Agora, seria possível argumentar que “a China é agora um monstro de poder tal que, assim como os EUA, o seu governo pode se permitir subjugar até mesmo o imperador do universo”. Errado: “Até mesmo a Suécia poderia fazer exatamente o que Pequim fez, e por dois motivos claros”. Primeiro: hoje, “se os escândalos tornam-se públicos”, ocorre que “a notícia causa um baque monstruoso nos investidores, que não querem arriscar, nem por um segundo, as suas mega-empresas e mega-bancos na Bolsa”. Basta ver o que o tweet de Bernie Sanders fez. Segundo motivo: “O governo da Suécia, com soberania monetária (assim como o da China), não teme a ameaça típica das multinacionais: ‘se tocar em mim, vou retirar os investimentos’. Isso ocorre simplesmente porque não há no mundo um poder econômico, de qualquer tipo, que possa ter o poder de fogo de um Banco Central coordenado com o Ministério da Economia”. Em outras palavras: “Na condição de soberania monetária, o Banco Central de um país em boa saúde “pode, em um estalar de dedos, destruir em uma tarde a concorrência entre Apple, Microsoft, Volkswagen, JP Morgan, Goldman-Sachs e Toyota juntas. Então, um governo que assim o quisesse, “poderia esmagar qualquer Rothschild, de qualquer setor privado, ponto”. Porque não o fazem com mais frequência? “Muito pouca pressão da opinião pública”. E então, conclui Barnard, “podemos talvez fazê-lo com o quarto barão, Jacob Rothschild? Mas não: somos um bando de tolos e covardes que ficam sentados em uma mina de ouro, pensando que é um bidê”.

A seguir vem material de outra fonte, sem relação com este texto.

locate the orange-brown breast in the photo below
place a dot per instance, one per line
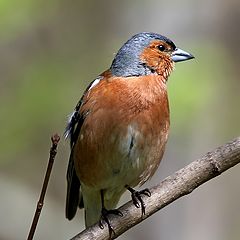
(116, 108)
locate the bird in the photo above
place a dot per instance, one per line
(119, 128)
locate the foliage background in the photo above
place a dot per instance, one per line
(51, 50)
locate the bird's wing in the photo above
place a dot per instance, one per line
(74, 195)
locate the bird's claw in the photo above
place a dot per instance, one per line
(104, 218)
(137, 198)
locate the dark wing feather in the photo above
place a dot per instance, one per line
(74, 196)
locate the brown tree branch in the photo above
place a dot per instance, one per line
(173, 187)
(53, 151)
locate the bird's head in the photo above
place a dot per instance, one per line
(147, 53)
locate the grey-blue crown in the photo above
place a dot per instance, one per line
(127, 61)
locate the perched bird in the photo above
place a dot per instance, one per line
(119, 128)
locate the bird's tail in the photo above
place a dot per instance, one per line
(93, 205)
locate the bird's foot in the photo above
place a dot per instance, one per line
(104, 218)
(137, 198)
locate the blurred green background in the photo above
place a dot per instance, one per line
(49, 53)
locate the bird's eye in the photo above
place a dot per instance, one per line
(161, 48)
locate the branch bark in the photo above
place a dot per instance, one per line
(173, 187)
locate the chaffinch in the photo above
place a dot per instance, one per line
(119, 128)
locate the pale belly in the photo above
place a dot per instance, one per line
(129, 158)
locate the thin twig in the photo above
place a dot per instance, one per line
(53, 151)
(173, 187)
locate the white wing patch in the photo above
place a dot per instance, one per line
(94, 83)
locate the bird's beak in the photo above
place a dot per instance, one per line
(179, 55)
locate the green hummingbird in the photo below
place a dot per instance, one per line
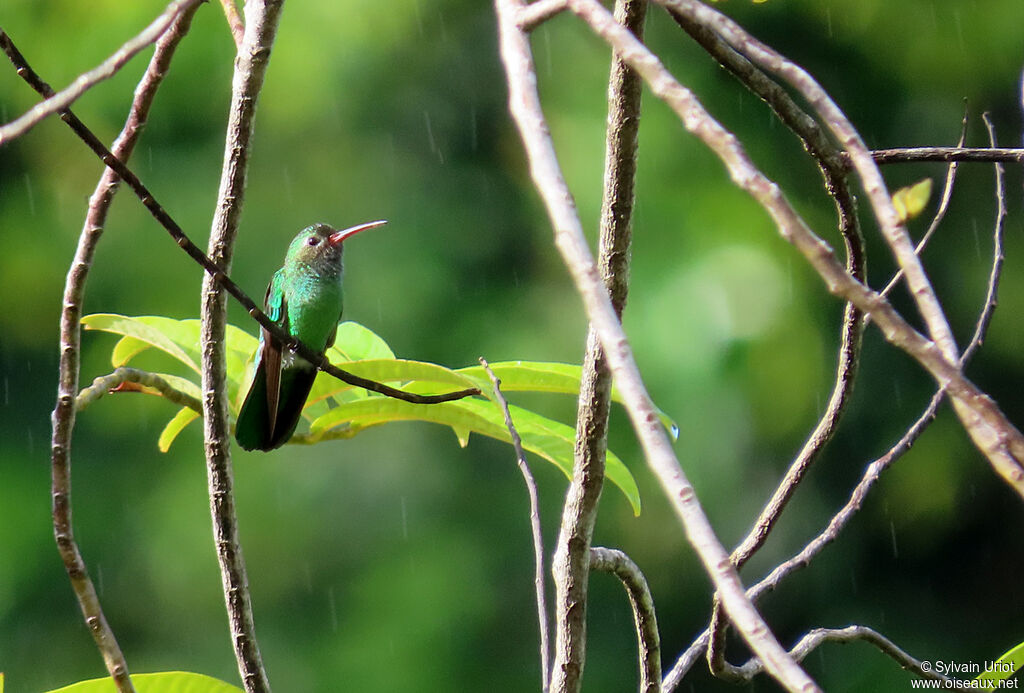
(305, 299)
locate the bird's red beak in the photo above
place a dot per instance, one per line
(337, 237)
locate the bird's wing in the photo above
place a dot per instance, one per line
(276, 310)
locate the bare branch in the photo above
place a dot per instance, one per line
(262, 17)
(71, 339)
(571, 560)
(873, 471)
(644, 618)
(536, 13)
(100, 386)
(989, 429)
(947, 193)
(850, 634)
(525, 107)
(947, 154)
(535, 523)
(179, 236)
(108, 69)
(233, 22)
(834, 172)
(893, 230)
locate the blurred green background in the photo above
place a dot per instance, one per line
(398, 561)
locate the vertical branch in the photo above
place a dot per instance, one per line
(250, 69)
(571, 560)
(524, 105)
(535, 523)
(71, 336)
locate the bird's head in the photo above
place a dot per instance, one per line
(320, 246)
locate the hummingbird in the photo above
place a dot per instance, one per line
(305, 299)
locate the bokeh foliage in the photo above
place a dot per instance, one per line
(412, 568)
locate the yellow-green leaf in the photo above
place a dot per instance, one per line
(911, 201)
(1001, 668)
(174, 427)
(550, 439)
(164, 682)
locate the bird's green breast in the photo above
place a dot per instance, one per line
(314, 305)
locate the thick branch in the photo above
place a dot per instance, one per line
(892, 228)
(535, 524)
(525, 107)
(850, 634)
(873, 471)
(571, 560)
(986, 425)
(827, 157)
(108, 69)
(648, 640)
(71, 336)
(250, 68)
(984, 422)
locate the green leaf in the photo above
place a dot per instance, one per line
(353, 342)
(911, 201)
(550, 439)
(164, 682)
(176, 338)
(163, 333)
(1001, 668)
(546, 377)
(426, 378)
(174, 427)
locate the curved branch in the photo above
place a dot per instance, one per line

Editorial do jornal Libre, de 9 de dezembro de 2016. “Sfatiamo un mito: i Rothschild e Big Pharma ci temono“.

Traduzido pelo “Tradutores de Direita” e publicado em Estibordo.org

1 comentário
  1. Tobias Diz

    Dificil acreditar que em um mundo globalizado exista um governo com tamanha independência de ação. O exemeplo Chinês não corresponde à realidade pela postura imperialista do seu governo, sem paralelos em qualquer outra administração pública.
    Será que no Brasil, mesmo sob um governo conservador e nacionalista – de fato, não de intenção como o atual – seríamos capazes de dizer não às pressões das grandes empresas? Acredito que sim, mas sei que isso é totalmente diferente de dizer não à Soros, por exemplo, que atua no underground, no deepstate, onde cada ação pode ser tomada sem afetar a bolsa do dia utilizada de alarme contra furtos no mundo empresarial.